You are viewing a plain text version of this content. The canonical link for it is here.

Posted to solr-user@lucene.apache.org by pa...@wipro.com on 2013/05/15 07:00:30 UTC

Billion document index

Hi,

We have to setup a billion document index using Apache Solr(about 2 billion docs). I need some assistance on choosing the right configuration for the environment setup. I have been going through the Solr documentation, but couldn't figure out what would be the best configuration for same.

Below is the configuration on one of the box we have, can you please assist if this will suffice our requirement.
OS: SunOS
RAM : 32GB
Processor: 4 (SPARC64-VII+/2660Mhz)
Server: Sun SPARC Enterprise M5000

Desired System Requirements:
Expected number of requests/day: 10,000
New Documents ingested/day: 1Million

I have below questions on same:

1. Does the above system configuration seems ok for our requirement?

2. Is it ok if we host entire index on a single physical box or I should use multiple physical box?

3. Should I go for the simple installation or SolrCloud?

4. If I should use SolrCloud, then probably I may have to use some master/slave setup(not sure though)? What I have in mind is to use master for ingestion of new documents and slave for querying. Then at the end of the day I can have the replication to update the slaves? Can you please advise if this is a good approach and most importantly if this is feasible?

On google, I could find that many people have already setup such environment, but I couldn't figure out the configuration they are using. If some can share their experience, then it will probably help others as well.

Thanks!

Regards,
Pankaj

Please do not print this email unless it is absolutely necessary.

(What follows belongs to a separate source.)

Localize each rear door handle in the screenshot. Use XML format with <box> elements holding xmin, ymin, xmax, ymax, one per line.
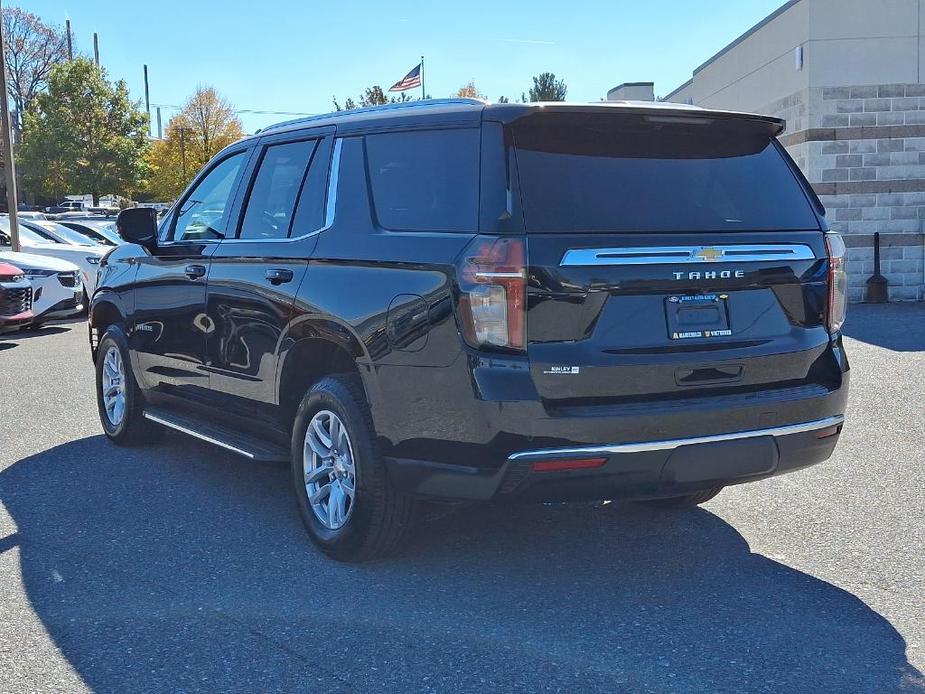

The information contained in this electronic message and any attachments to this message are intended for the exclusive use of the addressee(s) and may contain proprietary, confidential or privileged information. If you are not the intended recipient, you should not disseminate, distribute or copy this e-mail. Please notify the sender immediately and destroy all copies of this message and any attachments.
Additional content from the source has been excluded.